First Night has made a tradition of using fire (not fireworks) to usher in the new year, and this year a new influx of volunteers is making more possible, Kagey says. Fire hoopers and dancers will perform at the end of the parade, sporadically through the night and again at 11:45 p.m., when there’ll also be the burning of the 2013 numbers and the snake effigy with all of the wishes that participants have thrown in during the night. Ongoing outside Theater on the Square will be the Zen fire gardens, where you can draw fiery patterns in sand, and at 7 p.m. artist Kyle Dillehay will pour molten metal into ice.

“It will be spectacular,” says Kagey.


How to find out where things are going on? Well, there’ll still be paper programs available at downtown locations and at the First Night information booth near the Broadway Center’s box office, but this year the First Night crew has beefed up the website and made it smartphone-friendly. Big visuals and easy navigation help festival-goers scan different acts, and on the night itself, the display will automatically pop up to the current line-up depending on the time.


Outside events at First Night are free, including the parade, the main stage, the fire events and the midnight closing finale. For inside access, a button gets you into all venues, including the Museum of Glass and the Children’s Museum. They also get you free skate rental at Polar Plaza ice rink on Pacific Avenue. Buttons are available on, as well as at various downtown locations (see information box).

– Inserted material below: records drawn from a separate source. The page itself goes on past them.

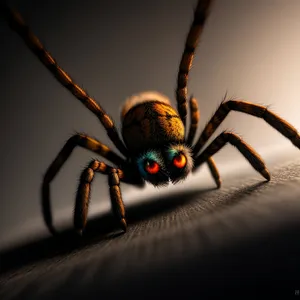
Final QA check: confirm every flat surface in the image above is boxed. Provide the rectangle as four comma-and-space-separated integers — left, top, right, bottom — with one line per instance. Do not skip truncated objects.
0, 152, 300, 300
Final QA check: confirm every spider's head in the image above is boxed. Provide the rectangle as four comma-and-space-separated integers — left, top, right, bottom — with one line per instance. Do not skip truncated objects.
137, 144, 193, 186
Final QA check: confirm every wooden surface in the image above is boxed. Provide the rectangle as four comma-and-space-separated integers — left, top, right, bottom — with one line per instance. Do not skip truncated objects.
0, 154, 300, 300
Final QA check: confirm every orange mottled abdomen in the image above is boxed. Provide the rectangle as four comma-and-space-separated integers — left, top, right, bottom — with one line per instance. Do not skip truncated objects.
122, 100, 184, 153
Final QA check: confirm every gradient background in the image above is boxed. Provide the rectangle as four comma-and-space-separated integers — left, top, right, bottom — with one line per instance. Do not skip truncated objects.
0, 0, 300, 248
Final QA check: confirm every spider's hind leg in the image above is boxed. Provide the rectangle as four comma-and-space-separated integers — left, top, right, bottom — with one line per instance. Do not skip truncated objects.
194, 131, 270, 181
186, 97, 221, 188
74, 160, 127, 234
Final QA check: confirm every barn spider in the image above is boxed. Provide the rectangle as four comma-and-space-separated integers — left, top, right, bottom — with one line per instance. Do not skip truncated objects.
4, 0, 300, 233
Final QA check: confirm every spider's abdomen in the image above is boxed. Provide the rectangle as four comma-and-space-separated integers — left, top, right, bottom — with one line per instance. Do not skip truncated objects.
121, 92, 184, 153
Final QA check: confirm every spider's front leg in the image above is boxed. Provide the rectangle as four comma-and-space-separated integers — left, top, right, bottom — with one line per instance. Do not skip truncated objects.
193, 98, 300, 156
42, 134, 125, 234
74, 160, 127, 234
186, 97, 222, 188
193, 131, 270, 181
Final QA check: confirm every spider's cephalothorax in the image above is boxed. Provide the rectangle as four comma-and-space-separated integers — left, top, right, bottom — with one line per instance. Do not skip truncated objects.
121, 92, 193, 186
1, 0, 300, 234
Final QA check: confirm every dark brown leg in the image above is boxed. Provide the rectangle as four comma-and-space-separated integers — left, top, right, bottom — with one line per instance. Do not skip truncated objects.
186, 97, 221, 188
176, 0, 212, 125
186, 96, 200, 146
74, 160, 127, 234
206, 157, 222, 188
193, 100, 300, 156
194, 131, 270, 181
42, 134, 125, 234
1, 4, 128, 156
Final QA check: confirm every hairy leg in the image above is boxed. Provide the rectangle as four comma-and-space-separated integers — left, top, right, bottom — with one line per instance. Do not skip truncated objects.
74, 160, 127, 234
0, 4, 128, 156
194, 131, 270, 181
176, 0, 212, 125
186, 97, 221, 188
42, 134, 125, 234
193, 100, 300, 155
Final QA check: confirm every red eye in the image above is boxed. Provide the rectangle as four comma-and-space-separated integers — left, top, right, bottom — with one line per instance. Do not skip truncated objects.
173, 153, 186, 169
145, 161, 160, 174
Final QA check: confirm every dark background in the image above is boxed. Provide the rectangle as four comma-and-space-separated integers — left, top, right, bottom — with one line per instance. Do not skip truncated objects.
0, 0, 300, 298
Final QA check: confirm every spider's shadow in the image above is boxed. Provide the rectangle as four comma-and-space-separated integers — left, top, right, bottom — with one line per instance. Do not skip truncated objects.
0, 182, 264, 273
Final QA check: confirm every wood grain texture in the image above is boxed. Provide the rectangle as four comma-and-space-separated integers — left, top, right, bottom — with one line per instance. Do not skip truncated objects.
0, 160, 300, 300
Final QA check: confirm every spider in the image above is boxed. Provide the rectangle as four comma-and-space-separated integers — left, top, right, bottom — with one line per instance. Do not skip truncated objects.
3, 0, 300, 234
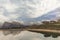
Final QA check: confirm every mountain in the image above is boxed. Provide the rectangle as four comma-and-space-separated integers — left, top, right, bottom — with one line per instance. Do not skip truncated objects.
35, 8, 60, 21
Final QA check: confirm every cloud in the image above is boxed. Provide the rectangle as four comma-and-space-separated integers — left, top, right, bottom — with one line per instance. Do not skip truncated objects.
0, 0, 60, 23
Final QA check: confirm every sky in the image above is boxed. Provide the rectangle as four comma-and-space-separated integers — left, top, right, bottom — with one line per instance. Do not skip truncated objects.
0, 0, 60, 40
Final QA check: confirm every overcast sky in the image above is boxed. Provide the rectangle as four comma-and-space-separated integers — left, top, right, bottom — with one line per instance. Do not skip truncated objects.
0, 0, 60, 23
0, 0, 60, 40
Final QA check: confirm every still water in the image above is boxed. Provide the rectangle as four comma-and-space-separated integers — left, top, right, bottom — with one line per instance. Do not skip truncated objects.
0, 31, 60, 40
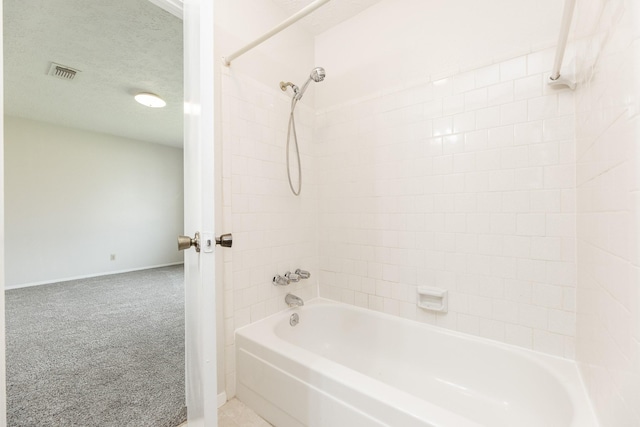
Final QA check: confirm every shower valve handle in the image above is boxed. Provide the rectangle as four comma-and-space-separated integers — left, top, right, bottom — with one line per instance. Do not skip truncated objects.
284, 271, 300, 282
296, 269, 311, 279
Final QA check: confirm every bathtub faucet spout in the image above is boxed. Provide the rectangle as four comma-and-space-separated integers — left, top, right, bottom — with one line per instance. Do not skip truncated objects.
284, 294, 304, 307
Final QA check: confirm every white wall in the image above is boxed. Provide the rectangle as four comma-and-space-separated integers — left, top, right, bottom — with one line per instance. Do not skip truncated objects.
5, 117, 183, 287
216, 0, 318, 398
316, 0, 563, 108
576, 0, 640, 427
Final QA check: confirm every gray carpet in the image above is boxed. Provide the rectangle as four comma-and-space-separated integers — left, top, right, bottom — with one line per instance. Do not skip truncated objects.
5, 266, 186, 427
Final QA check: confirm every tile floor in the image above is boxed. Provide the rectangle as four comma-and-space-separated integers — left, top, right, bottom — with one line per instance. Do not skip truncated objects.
178, 398, 272, 427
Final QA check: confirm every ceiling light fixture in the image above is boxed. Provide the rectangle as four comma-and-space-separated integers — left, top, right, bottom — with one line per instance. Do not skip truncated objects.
135, 92, 167, 108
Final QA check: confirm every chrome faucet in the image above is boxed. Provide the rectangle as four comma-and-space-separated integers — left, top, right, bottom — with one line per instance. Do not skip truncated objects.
284, 271, 300, 282
271, 274, 291, 286
284, 294, 304, 307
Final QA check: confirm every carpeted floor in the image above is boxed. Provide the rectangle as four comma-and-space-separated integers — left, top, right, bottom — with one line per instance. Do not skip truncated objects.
5, 266, 186, 427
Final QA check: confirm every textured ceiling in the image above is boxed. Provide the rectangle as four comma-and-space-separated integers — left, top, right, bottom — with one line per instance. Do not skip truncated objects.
4, 0, 183, 147
273, 0, 381, 35
4, 0, 380, 147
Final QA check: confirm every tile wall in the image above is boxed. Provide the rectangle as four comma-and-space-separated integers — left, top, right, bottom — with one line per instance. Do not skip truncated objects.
576, 0, 640, 427
315, 50, 576, 358
222, 68, 318, 397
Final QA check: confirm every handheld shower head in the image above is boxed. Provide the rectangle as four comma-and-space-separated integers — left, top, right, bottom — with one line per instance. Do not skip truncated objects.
295, 67, 327, 101
309, 67, 327, 83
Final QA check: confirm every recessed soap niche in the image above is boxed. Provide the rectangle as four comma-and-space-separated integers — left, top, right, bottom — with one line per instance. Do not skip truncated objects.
418, 286, 449, 313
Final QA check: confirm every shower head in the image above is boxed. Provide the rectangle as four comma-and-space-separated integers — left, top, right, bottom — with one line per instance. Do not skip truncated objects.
309, 67, 327, 83
295, 67, 327, 101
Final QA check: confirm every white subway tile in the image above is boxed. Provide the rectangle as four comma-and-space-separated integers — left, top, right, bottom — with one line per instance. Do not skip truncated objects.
500, 56, 527, 81
474, 64, 500, 87
487, 81, 513, 107
500, 101, 528, 125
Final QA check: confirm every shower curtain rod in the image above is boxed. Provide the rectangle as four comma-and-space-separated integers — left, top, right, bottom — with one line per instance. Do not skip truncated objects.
548, 0, 576, 89
222, 0, 331, 66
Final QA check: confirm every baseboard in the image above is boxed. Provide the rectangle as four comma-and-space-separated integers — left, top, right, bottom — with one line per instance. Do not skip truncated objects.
218, 391, 227, 408
4, 261, 184, 290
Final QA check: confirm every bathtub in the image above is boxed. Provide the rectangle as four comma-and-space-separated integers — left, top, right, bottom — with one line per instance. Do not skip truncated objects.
236, 298, 597, 427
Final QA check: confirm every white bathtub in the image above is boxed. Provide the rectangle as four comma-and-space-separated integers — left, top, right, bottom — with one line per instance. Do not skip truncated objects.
236, 298, 597, 427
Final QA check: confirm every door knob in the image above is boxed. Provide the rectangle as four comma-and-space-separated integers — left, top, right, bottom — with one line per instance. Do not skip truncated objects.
178, 232, 200, 252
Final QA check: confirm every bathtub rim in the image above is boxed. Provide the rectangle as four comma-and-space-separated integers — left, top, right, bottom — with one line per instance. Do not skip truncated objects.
235, 297, 599, 427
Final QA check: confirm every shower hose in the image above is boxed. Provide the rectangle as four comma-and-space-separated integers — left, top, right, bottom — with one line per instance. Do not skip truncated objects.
287, 96, 302, 196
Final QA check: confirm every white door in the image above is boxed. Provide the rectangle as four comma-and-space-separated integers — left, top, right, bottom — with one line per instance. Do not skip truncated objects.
150, 0, 218, 427
184, 0, 220, 427
0, 0, 218, 427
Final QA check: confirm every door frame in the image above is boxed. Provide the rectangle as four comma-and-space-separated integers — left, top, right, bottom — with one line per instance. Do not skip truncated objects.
149, 0, 218, 427
0, 0, 218, 427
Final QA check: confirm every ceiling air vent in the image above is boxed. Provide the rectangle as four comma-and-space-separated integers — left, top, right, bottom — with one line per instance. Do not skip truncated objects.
47, 62, 80, 80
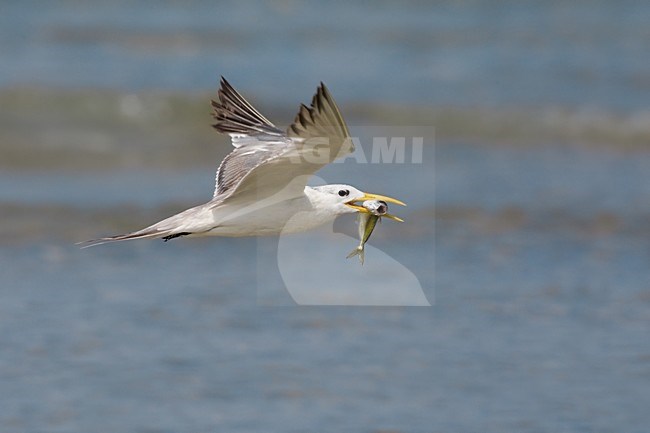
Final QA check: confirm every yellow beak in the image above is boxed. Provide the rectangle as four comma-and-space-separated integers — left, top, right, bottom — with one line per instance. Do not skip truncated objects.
346, 192, 406, 222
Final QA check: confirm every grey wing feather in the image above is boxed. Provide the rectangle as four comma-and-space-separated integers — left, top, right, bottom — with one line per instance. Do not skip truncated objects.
212, 77, 284, 137
212, 77, 286, 197
212, 78, 354, 200
287, 82, 354, 162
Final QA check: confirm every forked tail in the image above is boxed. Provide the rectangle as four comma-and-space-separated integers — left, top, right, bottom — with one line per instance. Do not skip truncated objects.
75, 228, 192, 248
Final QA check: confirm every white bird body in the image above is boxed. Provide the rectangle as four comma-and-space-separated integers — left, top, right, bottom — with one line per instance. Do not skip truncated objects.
85, 78, 403, 246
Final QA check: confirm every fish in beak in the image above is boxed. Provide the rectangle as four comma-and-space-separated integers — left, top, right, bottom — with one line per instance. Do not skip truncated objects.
345, 192, 406, 222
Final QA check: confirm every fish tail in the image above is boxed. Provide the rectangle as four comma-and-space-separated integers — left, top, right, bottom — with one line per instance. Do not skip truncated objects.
346, 247, 366, 265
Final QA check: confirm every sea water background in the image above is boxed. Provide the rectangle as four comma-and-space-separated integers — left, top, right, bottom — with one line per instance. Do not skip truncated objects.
0, 1, 650, 432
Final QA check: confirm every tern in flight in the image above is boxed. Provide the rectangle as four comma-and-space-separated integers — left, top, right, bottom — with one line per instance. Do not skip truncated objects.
82, 77, 404, 246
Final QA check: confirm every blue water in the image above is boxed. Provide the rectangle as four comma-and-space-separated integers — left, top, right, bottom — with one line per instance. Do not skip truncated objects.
0, 143, 650, 433
0, 0, 650, 112
0, 1, 650, 433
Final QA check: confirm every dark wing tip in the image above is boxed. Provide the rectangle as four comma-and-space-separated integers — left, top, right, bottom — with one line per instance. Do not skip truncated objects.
211, 75, 282, 135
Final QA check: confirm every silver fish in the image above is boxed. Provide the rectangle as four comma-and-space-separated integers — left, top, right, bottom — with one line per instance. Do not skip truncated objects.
347, 200, 403, 265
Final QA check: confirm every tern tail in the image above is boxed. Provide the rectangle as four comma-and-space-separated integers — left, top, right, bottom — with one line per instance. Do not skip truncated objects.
346, 247, 366, 265
76, 229, 192, 248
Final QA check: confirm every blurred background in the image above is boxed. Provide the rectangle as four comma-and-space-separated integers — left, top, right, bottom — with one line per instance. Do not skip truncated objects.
0, 0, 650, 433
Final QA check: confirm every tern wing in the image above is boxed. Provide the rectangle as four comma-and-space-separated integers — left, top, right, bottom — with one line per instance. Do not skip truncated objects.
212, 78, 354, 203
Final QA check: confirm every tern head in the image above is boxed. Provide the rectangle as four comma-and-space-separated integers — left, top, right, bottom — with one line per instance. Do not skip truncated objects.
313, 184, 406, 221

Parking is free at the Tacoma Dome Station garage, and the Link light rail runs until 1 a.m. into the downtown area. Many downtown restaurants and cafes will be open, including Varsity Grill, El Toro, Sundance Café, Ravenous Restaurant, Broadway Quickstop, Tully’s, Mad Hat Tea Party and AmeRAWcan Bistro.

First Night

What: First Night celebration of indoor and outdoor arts events

When: 10 a.m.-5 p.m. Dec. 31 at Museum of Glass (1801 Dock St., Tacoma) and Children’s Museum (1501 Pacific Ave., Tacoma); Fun Run 6:15 p.m.; opening parade 6:30 p.m., stage acts 7 p.m.-11:30 p.m., closing celebration 11:45 p.m.-midnight

Where: Various locations in downtown Tacoma including Pantages Theater (901 Broadway), Rialto Theater (310 S. Ninth St.) and other indoor and outdoor venues on Broadway between Seventh and 13th streets; opening parade goes down Broadway from Seventh to Ninth streets; main stage and closing celebrations on Broadway from South Ninth to South 11th streets.

Admission: Limited-edition buttons allow access to event performances and museum entry, plus skate rental at Polar Plaza. $10 through Sunday, $14 on Monday, free for ages 10 and younger, available from BCPA box office, Columbia Bank branches, Tacoma Art Museum, Hotel Murano, King’s Books and other downtown locations and at Stickers will be available when buttons sellout.